Re: [kvm PATCH v4 1/2] kvm: vmx: refactor vmx_msrs struct for vmalloc

From: Sean Christopherson <sean.j.christopherson@intel.com>
To: Marc Orr <marcorr@google.com>
Cc: kvm@vger.kernel.org, jmattson@google.com, rientjes@google.com,
	konrad.wilk@oracle.com, linux-mm@kvack.org,
	akpm@linux-foundation.org, pbonzini@redhat.com,
	rkrcmar@redhat.com, willy@infradead.org
Subject: Re: [kvm PATCH v4 1/2] kvm: vmx: refactor vmx_msrs struct for vmalloc
Date: Fri, 26 Oct 2018 04:02:20 -0700	[thread overview]
Message-ID: <20181026110220.GA17600@linux.intel.com> (raw)
In-Reply-To: <20181026075900.111462-2-marcorr@google.com>

On Fri, Oct 26, 2018 at 12:58:59AM -0700, Marc Orr wrote:
> Previously, the vmx_msrs struct relied being aligned within a struct
> that is backed by the direct map (e.g., memory allocated with kalloc()).
> Specifically, this enabled the virtual addresses associated with the
> struct to be translated to physical addresses. However, we'd like to
> refactor the host struct, vcpu_vmx, to be allocated with vmalloc(), so
> that allocation will succeed when contiguous physical memory is scarce.

IMO the changelog should call out that he MSR load/store lists are
referenced in the VMCS by their physical address and therefore must be
contiguous in physical memory.  Without that knowledge it may not be
obvious as to why we care about keeping the address contigous.
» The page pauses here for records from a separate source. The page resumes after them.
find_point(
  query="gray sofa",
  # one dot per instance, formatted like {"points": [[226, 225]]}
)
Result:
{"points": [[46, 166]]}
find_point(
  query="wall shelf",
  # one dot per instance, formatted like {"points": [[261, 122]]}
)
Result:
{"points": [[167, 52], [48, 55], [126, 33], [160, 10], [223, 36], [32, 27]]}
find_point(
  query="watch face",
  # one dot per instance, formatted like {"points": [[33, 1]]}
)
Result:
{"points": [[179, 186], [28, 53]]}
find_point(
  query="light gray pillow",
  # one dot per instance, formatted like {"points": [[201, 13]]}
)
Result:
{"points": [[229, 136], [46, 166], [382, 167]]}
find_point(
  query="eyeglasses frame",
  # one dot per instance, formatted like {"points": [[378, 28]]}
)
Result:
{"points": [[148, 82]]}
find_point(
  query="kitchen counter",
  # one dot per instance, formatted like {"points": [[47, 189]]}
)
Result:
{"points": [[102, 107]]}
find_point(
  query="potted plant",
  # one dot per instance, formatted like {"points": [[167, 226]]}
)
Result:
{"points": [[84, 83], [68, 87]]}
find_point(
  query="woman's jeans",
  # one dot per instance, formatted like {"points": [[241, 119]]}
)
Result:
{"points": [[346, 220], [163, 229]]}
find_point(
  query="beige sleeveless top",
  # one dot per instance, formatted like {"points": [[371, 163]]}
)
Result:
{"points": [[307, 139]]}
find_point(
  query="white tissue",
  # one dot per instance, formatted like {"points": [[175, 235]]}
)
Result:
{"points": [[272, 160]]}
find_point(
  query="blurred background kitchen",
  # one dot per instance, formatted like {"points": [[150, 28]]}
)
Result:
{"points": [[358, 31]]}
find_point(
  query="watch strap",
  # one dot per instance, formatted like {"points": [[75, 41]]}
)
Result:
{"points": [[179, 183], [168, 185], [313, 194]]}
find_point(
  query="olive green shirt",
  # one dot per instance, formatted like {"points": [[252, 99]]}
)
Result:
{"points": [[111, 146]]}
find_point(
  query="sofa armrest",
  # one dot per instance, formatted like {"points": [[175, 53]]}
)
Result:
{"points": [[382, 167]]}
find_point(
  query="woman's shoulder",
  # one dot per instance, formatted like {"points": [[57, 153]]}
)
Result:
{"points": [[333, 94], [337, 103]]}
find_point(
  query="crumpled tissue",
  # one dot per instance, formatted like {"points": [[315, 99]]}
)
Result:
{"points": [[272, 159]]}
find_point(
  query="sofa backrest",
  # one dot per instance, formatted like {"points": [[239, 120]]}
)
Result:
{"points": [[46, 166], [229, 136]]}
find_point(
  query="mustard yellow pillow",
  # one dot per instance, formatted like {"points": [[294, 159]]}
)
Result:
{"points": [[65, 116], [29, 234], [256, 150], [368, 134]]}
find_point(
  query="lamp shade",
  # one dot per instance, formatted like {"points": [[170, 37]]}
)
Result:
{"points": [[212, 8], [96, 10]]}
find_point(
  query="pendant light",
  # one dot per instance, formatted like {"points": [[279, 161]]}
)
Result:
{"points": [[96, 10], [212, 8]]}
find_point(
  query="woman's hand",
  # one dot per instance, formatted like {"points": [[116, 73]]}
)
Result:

> Thus, this patch refactors how vmx_msrs is declared and allocated, to
> ensure that it can be mapped to the physical address space, even when
> vmx_msrs resides within in a vmalloc()'d struct.
> 
> Signed-off-by: Marc Orr <marcorr@google.com>
> ---
>  arch/x86/kvm/vmx.c | 57 ++++++++++++++++++++++++++++++++++++++++++++--
>  1 file changed, 55 insertions(+), 2 deletions(-)
> 
> diff --git a/arch/x86/kvm/vmx.c b/arch/x86/kvm/vmx.c
> index abeeb45d1c33..3c0303cc101d 100644
> --- a/arch/x86/kvm/vmx.c
> +++ b/arch/x86/kvm/vmx.c
> @@ -970,8 +970,25 @@ static inline int pi_test_sn(struct pi_desc *pi_desc)
>  
>  struct vmx_msrs {
>  	unsigned int		nr;
> -	struct vmx_msr_entry	val[NR_AUTOLOAD_MSRS];
> +	struct vmx_msr_entry	*val;
>  };
> +struct kmem_cache *vmx_msr_entry_cache;
> +
> +/*
> + * To prevent vmx_msr_entry array from crossing a page boundary, require:
> + * sizeof(*vmx_msrs.vmx_msr_entry.val) to be a power of two. This is guaranteed
> + * through compile-time asserts that:
> + *   - NR_AUTOLOAD_MSRS * sizeof(struct vmx_msr_entry) is a power of two
> + *   - NR_AUTOLOAD_MSRS * sizeof(struct vmx_msr_entry) <= PAGE_SIZE
> + *   - The allocation of vmx_msrs.vmx_msr_entry.val is aligned to its size.
> + */

Nit: the alignment isn't an assertion, it's simply "the code".  It'd
     also be nice to fold in the requirement about the lists being
     physically contigous.

Maybe:

	/*
	 * The VMCS references the MSR load/store lists by their physical
	 * address, i.e. the vmx_msr_entry structs must be contigous in
	 * physical memory.  Ensure this by aligning allocations to the max
	 * size of the lists and asserting that the max size is a power of
	 * two and less than PAGE_SIZE.
	 */

> +#define CHECK_POWER_OF_TWO(val) \
> +	BUILD_BUG_ON_MSG(!((val) && !((val) & ((val) - 1))), \
> +	#val " is not a power of two.")
> +#define CHECK_INTRA_PAGE(val) do { \
> +		CHECK_POWER_OF_TWO(val); \
> +		BUILD_BUG_ON(!(val <= PAGE_SIZE)); \
> +	} while (0)

You can use is_power_of_2(), no need to define your own.  And I think
it'd be better to use BUILD_BUG_ON directly in vmx_init() given that
the big comment is all about vmx_msrs, i.e. it's probably not worth
defining CHECK_INTRA_PAGE at this time.

>  struct vcpu_vmx {
>  	struct kvm_vcpu       vcpu;
> @@ -11489,6 +11506,19 @@ static struct kvm_vcpu *vmx_create_vcpu(struct kvm *kvm, unsigned int id)
>  	if (!vmx)
>  		return ERR_PTR(-ENOMEM);
>  
> +	vmx->msr_autoload.guest.val =
> +		kmem_cache_zalloc(vmx_msr_entry_cache, GFP_KERNEL);

Technically this doesn't need GFP_ZERO, we should never read an MSR
entry that hasn't been explicitly written, i.e. we always check
vmx_msrs.nr before dereferencing vmx_msrs.val.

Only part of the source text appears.